Raja: 36 litiges réglés, interdiction de recrutement levée… le bilan de la première année de la nouvelle direction

Jawad Ziyat, président du Raja de Casablanca.

Le Raja a profité de ses assemblées générales pour mettre des chiffres sur sa transformation. Capital de 250 millions de dirhams pour la société sportive, 36 dossiers litigieux réglés pour plus de 31 millions de DH, interdiction de recrutement levée et actifs importants: le club estime avoir posé les bases pour tourner définitivement la page de l’endettement structurel.

Le 14/09/2026 à 17h17

Deux assemblées générales du Raja étaient au programme, le 10 septembre dernier.
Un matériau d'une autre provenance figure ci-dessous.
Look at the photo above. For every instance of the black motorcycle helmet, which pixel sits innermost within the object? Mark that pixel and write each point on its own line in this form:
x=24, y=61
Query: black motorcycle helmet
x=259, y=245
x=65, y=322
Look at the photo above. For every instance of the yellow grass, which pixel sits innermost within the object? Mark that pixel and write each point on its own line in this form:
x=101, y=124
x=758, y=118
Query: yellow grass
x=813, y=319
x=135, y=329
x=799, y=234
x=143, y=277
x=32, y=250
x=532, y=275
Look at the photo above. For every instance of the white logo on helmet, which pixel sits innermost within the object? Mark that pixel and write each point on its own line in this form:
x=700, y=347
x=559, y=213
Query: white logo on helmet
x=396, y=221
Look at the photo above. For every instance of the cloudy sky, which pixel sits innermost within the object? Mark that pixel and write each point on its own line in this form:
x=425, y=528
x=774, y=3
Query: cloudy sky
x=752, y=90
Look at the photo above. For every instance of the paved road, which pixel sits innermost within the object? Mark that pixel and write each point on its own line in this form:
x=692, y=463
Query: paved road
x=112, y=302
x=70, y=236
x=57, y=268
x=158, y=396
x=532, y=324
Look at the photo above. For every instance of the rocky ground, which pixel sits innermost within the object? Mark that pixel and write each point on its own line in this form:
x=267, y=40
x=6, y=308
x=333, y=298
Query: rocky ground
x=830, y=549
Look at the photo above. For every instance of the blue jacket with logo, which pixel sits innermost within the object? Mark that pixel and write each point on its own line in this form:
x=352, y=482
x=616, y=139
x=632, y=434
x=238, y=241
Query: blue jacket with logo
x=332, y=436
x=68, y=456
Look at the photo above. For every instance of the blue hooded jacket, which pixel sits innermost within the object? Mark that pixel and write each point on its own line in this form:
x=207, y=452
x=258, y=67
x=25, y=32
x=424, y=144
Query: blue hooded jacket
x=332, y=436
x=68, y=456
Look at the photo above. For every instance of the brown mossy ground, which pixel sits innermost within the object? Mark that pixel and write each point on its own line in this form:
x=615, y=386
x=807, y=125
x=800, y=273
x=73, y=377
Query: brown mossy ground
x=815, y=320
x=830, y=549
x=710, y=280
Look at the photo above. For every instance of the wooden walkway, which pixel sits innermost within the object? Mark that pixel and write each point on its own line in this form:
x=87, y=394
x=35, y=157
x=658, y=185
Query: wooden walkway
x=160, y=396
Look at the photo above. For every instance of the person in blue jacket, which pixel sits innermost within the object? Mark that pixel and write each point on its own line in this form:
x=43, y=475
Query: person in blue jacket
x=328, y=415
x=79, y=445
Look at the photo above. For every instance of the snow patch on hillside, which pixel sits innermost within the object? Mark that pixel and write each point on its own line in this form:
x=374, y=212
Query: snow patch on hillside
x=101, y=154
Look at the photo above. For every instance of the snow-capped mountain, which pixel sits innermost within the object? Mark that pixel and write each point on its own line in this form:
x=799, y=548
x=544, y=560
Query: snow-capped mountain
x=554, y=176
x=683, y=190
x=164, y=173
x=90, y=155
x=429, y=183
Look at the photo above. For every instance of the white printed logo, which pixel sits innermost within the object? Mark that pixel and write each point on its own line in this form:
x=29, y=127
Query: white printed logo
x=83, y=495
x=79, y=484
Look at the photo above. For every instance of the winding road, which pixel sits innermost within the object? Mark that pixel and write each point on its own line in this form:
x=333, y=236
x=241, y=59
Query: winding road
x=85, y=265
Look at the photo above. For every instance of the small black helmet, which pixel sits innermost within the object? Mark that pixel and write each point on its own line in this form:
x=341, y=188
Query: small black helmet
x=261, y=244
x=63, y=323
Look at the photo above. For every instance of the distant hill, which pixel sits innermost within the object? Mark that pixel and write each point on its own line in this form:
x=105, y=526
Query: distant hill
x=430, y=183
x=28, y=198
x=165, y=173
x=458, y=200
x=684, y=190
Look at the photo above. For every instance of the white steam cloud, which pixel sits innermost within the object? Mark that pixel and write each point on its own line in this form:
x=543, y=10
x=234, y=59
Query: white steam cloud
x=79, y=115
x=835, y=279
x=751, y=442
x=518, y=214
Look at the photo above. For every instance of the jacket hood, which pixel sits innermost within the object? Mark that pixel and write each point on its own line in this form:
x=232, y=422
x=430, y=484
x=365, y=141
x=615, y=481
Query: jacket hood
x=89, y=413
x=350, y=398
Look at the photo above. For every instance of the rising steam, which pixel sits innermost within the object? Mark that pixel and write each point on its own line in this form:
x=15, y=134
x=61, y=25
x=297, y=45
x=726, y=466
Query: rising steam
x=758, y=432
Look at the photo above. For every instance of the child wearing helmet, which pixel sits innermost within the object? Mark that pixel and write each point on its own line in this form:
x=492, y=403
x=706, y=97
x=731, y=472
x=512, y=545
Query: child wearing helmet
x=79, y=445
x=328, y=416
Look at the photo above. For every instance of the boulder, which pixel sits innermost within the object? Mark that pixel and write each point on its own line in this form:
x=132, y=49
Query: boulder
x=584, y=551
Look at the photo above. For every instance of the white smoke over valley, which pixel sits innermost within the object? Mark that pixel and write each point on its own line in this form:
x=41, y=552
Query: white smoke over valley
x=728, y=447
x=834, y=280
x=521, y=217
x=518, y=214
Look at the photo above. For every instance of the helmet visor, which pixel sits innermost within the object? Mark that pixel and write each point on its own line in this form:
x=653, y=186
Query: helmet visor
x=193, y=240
La première, complémentaire, concernait la saison 2024-2025 et s’est déroulée en présence de 79 adhérents. La seconde, consacrée à l’exercice 2025-2026, a réuni 104 adhérents.

Lors de l’AG complémentaire, les rapports moral et financier couvrant la période allant du 1er mai 2024 au 30 juin 2025 ont été présentés, tout comme le rapport de l’auditeur des comptes. Le bureau directeur présidé par Jawad Ziyat indique avoir trouvé, après des discussions avec les anciens présidents, une formule consensuelle permettant de présenter les données financières relatives aux périodes précédentes. Une manière, une communiqué du club casablancais, de traiter les dossiers internes «loin de la logique des conflits».

Mais c’est surtout la première année complète de fonctionnement de la société sportive qui a occupé une place centrale dans les travaux. Le Raja rappelle que la restructuration de son capital a été achevée après la signature de la convention d’investissement avec Impact4Ports. Le capital de la société sportive atteint désormais 250 millions de dirhams: 100 millions, soit 40%, sont détenus par l’association, contre 150 millions de dirhams, soit 60%, pour l’investisseur institutionnel.

Autre chiffre mis en avant par la direction: 36 dossiers litigieux ont été réglés pour un montant supérieur à 31 millions de dirhams. Cette opération a notamment permis au Raja de lever l’interdiction de recrutement qui pesait sur le club et de retrouver une marge de manœuvre pour renforcer son équipe première.

Le communiqué insiste également sur la situation patrimoniale de l’association. Celle-ci détient une participation évaluée à 100 millions de dirhams dans le capital de la société sportive, tandis que les actifs de l’Académie sont estimés à quelque 250 millions de dirhams. Pour la direction, ces éléments, auxquels s’ajoute une activité générant un excédent structurel, doivent permettre de «tourner définitivement la page de l’endettement structurel».

Le nouveau modèle entraîne enfin une séparation plus nette des responsabilités. La société sportive prend désormais en charge l’équipe première de football, l’équipe féminine et le futsal. L’association conserve, elle, un rôle dans les organes de gouvernance de la société, tout en continuant à gérer l’école du club et les équipes relevant de la Ligue de Casablanca.

Concernant l’exercice allant du 1er juillet 2025 au 30 juin 2026, la direction fait état d’une «amélioration tangible des indicateurs financiers» et d’une plus grande régularité dans le respect des engagements. Les rapports moral et financier ont ensuite été soumis aux adhérents, qui ont interpellé le bureau directeur sur différents aspects de la gestion du club.

Un an après l’entrée effective du Raja dans l’ère de la société sportive, la direction veut ainsi présenter le nouveau modèle comme davantage qu’un simple changement juridique. Derrière les chiffres annoncés et l’arrivée d’un investisseur majoritaire, c’est désormais sa capacité à assurer durablement l’équilibre financier du club sans diluer son identité qui constituera le véritable test.